Die Wiederkehr von Albert Speer - wozu?
Seine Tochter hat ihre Erinnerungen geschrieben. Aber das Buch ist halbherzig und manchmal ärgerlich

Lange hat Margret Nissen die Bücher ihres Vaters verkehrt herum ins Regal gestellt, damit sie den Namen auf dem Buchrücken nicht sehen mußte. Ein Kollege hat sie mal zu Hause besucht und auf Familienfotos den Vater erkannt. Er hat aber nichts dazu gesagt, sie ist ihm bis heute dankbar dafür. Als Margret Nissens Tochter, eine Architektin, sich während ihrer Ausbildung um ein Praktikum bewarb, wurde sie gefragt, ob es in ihrer Familie schon Architekten gegeben habe. Sie log und sagte nein. Ihre Haltung zum NS-Thema beschreibt die Autorin so: "Ich wollte nichts wissen, habe nichts gefragt, ich habe nicht darüber gesprochen, ich wurde stumm, wenn es um diese oder ähnliche Gesprächsthemen ging."

Margret Nissen ist das vierte Kind von Albert Speer. Sie erinnert sich an eine Kindheit auf dem Obersalzberg, an einen fröhlichen, netten, aber abwesenden Vater. Als er 1966 aus der Haft entlassen wurde, hatte sie längst eine eigene Familie. Trotzdem nennt sie ihren Vater den "Makel", der ihr Leben belastet. Das heftige Verdrängen hat es Margret Nissen ermöglicht, ein erfülltes und ausgeglichenes Familien- und Berufsleben zu führen.
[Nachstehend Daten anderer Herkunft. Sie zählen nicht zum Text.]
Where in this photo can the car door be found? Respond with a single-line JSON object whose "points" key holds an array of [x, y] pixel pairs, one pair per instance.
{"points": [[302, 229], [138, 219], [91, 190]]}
Wem steht es an, das zu kritisieren?

Die Autorin beschreibt, wie sie sich von der ganzen bundesrepublikanischen Aufarbeitung des Nationalsozialismus fernhielt. Es gelang ihr sogar, als Fotografin in der Stiftung "Topographie des Terrors" zu arbeiten und es zu vermeiden, auf die Fotos zu schauen, die sie da reproduzierte. Nur überprüfen, ob sie scharf sind oder nicht, ohne zu fragen, was sie zeigen, wie es dazu kam. Das ist keine geringe Verdrängungsleistung.

"Ich mag keinen schlechten Vater haben", schreibt Nissen. Man kann das gut verstehen. Es ist auch zuviel, keine Tochter, kein Sohn kann das zusammen denken: die warme Erinnerung an Sonntagvormittage im Bett des Vaters und an die vielen Menschen, die derselbe Mann auf dem Gewissen hat.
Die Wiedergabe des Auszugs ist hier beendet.